Frequently asked questions
How does the tool detect a website's technology?
It fetches the homepage and reads two things: the page's HTML — including the generator meta tag and known markup fingerprints — and the server's response headers. Many technologies leave recognisable signatures in one or both, and the tool groups what it finds into categories like CMS, framework and server.
Why does it sometimes find very little?
Some sites deliberately strip generator tags, hide server headers and bundle their code so the usual fingerprints don't appear in plain HTML. Heavily script-rendered sites also expose less in the first response. A short result reflects how little the site advertises, not how simple it is.
Can I use this to check a competitor?
Yes — that's one of the most common uses. Pointing it at a competitor's homepage shows you the CMS, frameworks, analytics and delivery layer they're built on, which is useful for sizing up their setup, scoping a comparable project or spotting tools you might be missing.
Does it scan the whole website?
No, it inspects the single page you give it, usually the homepage. A site can run different technology on its blog, store or app subdomains, so the result is an accurate snapshot of that page rather than a guaranteed map of every section of the site.
Is detecting another site's stack allowed?
Yes. The tool only reads information the site already sends publicly to every visitor's browser — the page HTML and response headers. It doesn't probe, log in or attempt anything a normal page load wouldn't, so it's the same data your own browser receives.

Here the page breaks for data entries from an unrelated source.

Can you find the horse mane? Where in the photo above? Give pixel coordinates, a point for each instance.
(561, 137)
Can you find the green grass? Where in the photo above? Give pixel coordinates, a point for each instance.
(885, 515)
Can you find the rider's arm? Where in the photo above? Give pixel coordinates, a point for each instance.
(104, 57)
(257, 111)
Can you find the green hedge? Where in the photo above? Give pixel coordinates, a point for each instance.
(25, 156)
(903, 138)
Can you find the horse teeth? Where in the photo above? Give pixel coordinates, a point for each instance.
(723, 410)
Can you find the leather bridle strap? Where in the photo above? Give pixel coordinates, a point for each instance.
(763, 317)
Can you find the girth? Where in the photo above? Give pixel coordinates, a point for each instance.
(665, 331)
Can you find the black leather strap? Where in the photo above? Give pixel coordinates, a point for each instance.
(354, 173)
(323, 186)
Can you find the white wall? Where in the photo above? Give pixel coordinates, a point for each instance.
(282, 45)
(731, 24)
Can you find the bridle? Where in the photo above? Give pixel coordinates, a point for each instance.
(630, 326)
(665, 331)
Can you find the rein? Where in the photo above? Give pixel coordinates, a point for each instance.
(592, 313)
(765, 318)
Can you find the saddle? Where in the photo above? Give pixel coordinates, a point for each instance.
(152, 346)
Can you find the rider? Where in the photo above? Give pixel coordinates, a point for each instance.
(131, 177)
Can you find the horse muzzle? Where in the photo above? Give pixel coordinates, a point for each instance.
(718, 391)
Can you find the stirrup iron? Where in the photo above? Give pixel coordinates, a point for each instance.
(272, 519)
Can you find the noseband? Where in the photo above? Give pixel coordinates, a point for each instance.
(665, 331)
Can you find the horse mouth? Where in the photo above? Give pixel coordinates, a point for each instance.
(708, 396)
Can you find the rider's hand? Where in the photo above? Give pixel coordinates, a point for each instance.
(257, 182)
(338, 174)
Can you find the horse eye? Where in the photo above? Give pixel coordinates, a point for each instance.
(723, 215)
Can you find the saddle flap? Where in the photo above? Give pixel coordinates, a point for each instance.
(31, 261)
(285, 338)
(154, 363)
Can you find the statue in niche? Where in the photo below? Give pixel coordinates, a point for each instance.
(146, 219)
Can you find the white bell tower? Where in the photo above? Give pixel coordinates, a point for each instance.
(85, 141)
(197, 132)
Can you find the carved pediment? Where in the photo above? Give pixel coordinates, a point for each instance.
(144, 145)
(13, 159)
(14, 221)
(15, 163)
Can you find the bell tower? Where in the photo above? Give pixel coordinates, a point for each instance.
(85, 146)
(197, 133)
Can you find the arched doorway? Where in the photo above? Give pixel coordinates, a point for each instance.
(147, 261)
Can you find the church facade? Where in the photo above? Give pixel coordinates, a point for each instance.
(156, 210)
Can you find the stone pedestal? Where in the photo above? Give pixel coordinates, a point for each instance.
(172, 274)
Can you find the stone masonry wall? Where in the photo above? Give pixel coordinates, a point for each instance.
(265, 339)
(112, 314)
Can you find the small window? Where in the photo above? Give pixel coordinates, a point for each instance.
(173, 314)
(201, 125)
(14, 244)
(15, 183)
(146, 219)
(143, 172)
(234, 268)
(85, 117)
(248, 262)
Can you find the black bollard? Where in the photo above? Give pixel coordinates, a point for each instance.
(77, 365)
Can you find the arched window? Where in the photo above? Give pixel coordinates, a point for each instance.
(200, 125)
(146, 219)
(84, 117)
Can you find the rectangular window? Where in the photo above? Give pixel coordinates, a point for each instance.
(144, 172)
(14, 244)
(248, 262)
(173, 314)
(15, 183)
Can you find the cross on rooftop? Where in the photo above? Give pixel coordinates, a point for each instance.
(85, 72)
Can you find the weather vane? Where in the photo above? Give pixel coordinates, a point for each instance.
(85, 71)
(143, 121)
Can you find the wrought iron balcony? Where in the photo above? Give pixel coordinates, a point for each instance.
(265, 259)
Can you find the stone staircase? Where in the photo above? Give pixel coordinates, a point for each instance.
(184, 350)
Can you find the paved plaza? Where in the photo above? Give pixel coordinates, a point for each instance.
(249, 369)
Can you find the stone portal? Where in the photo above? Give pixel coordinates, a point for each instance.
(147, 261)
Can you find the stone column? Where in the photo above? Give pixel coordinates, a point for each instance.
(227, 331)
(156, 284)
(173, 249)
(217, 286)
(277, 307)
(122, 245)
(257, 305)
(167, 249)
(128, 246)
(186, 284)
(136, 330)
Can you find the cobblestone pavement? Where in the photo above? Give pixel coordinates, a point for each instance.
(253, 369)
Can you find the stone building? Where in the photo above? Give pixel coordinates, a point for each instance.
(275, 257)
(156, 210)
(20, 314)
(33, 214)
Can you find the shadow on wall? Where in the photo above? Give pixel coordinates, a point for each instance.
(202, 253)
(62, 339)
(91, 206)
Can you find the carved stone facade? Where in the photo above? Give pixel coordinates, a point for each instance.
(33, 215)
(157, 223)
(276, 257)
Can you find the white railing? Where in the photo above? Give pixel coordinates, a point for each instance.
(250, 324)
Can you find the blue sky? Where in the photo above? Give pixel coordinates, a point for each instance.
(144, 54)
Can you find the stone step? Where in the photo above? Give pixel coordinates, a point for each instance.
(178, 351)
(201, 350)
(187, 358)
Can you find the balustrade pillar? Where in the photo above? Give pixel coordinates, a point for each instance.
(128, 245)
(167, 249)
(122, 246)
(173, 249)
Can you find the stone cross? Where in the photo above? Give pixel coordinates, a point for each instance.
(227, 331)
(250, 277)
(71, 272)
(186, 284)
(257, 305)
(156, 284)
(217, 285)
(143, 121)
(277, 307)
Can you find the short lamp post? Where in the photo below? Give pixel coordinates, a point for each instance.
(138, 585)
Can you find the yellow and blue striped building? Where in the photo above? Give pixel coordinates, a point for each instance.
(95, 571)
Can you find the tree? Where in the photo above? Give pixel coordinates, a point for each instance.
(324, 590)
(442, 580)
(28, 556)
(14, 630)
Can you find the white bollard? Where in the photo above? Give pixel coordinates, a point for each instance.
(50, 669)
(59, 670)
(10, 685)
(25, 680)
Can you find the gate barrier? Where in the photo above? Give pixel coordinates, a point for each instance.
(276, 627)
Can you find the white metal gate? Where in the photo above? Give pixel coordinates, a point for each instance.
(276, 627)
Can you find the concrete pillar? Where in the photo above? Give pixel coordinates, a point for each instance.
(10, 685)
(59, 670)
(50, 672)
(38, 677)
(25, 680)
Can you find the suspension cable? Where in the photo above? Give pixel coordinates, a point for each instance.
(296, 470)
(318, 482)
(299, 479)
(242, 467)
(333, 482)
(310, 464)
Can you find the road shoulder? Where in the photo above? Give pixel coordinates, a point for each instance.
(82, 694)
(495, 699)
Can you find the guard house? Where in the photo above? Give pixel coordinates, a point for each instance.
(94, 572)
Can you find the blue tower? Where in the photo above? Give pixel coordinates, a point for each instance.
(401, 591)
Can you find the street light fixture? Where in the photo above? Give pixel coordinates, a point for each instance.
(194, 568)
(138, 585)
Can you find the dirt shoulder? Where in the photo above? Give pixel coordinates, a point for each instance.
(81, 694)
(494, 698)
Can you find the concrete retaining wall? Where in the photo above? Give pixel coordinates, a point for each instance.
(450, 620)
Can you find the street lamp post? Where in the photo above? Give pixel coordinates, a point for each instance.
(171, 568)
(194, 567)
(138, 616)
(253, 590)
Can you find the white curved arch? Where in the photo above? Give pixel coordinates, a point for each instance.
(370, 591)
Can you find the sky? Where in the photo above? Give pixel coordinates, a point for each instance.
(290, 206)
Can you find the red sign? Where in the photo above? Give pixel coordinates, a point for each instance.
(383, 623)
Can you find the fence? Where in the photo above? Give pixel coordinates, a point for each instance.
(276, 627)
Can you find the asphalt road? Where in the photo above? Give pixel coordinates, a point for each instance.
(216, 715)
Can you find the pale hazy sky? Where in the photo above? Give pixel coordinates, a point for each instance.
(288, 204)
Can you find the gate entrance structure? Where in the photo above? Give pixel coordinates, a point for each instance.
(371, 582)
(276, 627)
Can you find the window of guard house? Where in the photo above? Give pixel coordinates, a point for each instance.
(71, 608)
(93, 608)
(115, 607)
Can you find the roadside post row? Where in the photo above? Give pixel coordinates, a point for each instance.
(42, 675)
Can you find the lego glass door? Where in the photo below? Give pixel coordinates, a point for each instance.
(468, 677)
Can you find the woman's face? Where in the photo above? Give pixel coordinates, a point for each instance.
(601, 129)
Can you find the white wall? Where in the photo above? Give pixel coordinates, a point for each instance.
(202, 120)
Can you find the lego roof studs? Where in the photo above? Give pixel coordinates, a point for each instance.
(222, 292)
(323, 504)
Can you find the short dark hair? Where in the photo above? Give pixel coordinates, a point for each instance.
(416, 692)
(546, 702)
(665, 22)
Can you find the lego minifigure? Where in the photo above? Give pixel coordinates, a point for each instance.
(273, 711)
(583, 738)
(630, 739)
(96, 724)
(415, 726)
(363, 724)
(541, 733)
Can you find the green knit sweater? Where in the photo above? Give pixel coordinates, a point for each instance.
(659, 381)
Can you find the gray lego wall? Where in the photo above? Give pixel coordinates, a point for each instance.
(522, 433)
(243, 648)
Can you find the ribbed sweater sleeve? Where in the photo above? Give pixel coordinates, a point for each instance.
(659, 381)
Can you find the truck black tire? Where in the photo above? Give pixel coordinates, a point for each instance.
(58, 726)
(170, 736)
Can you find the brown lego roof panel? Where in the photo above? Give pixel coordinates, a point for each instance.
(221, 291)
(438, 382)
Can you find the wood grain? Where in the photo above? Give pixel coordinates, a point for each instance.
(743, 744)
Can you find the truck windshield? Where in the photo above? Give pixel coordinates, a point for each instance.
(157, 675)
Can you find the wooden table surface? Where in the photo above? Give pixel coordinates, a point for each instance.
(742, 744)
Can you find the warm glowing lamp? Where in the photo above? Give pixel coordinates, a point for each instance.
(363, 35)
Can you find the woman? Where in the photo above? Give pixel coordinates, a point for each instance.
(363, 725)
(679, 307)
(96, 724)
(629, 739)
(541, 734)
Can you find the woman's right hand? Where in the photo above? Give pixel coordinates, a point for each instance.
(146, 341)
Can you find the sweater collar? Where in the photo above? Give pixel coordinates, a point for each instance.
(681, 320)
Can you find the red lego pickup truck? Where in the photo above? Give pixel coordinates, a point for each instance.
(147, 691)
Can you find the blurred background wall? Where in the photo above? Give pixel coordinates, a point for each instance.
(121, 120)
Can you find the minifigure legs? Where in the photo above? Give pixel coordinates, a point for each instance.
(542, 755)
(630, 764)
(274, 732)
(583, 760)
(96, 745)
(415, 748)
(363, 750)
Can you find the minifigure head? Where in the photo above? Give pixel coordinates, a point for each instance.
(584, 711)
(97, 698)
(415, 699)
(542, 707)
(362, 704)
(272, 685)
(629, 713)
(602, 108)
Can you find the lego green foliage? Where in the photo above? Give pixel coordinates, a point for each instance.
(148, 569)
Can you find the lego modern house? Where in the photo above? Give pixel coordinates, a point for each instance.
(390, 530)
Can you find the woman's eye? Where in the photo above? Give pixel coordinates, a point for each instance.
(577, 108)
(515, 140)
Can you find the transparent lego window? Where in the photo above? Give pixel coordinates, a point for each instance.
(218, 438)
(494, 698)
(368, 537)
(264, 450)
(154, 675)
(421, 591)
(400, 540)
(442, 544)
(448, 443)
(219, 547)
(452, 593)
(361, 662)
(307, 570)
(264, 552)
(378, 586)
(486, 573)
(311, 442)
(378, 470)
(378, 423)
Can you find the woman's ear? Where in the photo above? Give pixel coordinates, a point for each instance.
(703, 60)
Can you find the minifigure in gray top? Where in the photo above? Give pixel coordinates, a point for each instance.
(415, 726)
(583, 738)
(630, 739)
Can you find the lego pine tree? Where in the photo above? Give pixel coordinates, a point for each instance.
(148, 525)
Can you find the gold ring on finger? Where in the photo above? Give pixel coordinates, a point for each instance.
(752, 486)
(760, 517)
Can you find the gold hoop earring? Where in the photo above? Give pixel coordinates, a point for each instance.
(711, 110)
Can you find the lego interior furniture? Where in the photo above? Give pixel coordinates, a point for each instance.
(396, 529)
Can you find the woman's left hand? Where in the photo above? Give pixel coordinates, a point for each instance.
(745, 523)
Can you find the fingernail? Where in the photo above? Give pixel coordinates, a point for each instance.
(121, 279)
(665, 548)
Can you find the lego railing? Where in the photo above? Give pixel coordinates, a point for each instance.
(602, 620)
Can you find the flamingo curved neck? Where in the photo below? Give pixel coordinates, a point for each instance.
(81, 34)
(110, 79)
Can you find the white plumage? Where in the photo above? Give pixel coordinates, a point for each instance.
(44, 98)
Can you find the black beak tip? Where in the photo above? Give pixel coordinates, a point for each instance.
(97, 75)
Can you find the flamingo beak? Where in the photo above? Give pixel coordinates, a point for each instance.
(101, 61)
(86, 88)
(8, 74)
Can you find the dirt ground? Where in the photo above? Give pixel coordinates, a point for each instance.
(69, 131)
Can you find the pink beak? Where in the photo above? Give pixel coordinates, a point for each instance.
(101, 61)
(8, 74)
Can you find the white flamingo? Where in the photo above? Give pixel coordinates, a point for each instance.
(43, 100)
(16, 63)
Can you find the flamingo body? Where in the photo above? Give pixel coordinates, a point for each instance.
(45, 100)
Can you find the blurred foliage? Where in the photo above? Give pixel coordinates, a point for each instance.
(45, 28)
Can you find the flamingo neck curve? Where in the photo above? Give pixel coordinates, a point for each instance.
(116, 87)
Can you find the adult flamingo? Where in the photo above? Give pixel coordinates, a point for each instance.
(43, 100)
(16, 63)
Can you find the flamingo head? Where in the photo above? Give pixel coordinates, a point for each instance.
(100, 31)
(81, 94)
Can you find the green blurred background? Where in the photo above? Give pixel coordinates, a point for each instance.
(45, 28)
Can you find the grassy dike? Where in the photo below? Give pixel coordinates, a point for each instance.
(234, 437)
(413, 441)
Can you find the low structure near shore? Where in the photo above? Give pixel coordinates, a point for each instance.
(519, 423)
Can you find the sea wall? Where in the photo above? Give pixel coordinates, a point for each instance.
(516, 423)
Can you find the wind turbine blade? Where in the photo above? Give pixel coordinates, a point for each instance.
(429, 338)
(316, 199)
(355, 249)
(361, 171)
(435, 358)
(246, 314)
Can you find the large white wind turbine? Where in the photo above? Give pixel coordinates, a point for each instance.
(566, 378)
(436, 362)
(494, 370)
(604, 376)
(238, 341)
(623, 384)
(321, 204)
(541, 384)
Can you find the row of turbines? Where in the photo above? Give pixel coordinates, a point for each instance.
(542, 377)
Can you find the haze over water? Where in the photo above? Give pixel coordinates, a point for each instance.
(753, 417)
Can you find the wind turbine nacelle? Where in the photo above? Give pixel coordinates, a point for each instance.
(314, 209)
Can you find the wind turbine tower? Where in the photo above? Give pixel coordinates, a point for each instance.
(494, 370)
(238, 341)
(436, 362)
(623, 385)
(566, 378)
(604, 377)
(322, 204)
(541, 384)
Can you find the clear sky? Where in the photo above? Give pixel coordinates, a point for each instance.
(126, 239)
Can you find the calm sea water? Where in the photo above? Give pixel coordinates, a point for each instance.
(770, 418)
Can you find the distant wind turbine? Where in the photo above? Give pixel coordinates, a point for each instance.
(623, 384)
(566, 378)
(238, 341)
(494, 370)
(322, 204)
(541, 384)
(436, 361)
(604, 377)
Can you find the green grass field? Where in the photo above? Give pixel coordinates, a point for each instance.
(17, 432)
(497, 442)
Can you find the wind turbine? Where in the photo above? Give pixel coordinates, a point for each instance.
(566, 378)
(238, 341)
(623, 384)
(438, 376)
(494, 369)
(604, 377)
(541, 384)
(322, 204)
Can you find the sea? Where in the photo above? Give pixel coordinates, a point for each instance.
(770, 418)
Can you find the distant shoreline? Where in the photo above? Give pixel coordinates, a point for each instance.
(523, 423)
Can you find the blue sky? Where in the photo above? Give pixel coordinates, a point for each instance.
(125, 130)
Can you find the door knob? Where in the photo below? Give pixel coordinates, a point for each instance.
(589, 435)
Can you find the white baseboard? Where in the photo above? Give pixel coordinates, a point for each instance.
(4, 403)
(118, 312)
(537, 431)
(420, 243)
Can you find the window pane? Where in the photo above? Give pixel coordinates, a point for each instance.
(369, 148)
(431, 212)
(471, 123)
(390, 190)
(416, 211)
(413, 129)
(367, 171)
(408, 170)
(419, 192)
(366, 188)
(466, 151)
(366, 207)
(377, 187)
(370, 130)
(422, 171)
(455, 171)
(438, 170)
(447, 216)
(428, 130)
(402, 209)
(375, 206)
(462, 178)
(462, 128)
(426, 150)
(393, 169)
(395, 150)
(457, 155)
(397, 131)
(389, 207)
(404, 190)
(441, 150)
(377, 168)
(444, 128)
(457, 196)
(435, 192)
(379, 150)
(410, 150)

What does the server or powered-by header tell me?
When present, it can name the underlying web server or application platform. On your own site, a header that exposes exact software and versions is worth tightening up, since it gives anyone probing for known vulnerabilities a useful head start.
Why don't all the JavaScript frameworks show up?
Front-end frameworks that build markup after the first response may leave only partial signatures in the initial HTML the tool reads. Some signals still appear, but a script-rendered site will naturally surface fewer than a server-rendered one — absence here isn't proof a framework isn't used.
Can knowing the stack help my SEO or performance?
Indirectly, yes. Knowing the platform tells you its typical strengths and limits, what slows it down, and where fixes live. Spotting stale analytics, unused widgets or a heavy framework gives you concrete things to trim, which feeds straight into speed and page-experience work.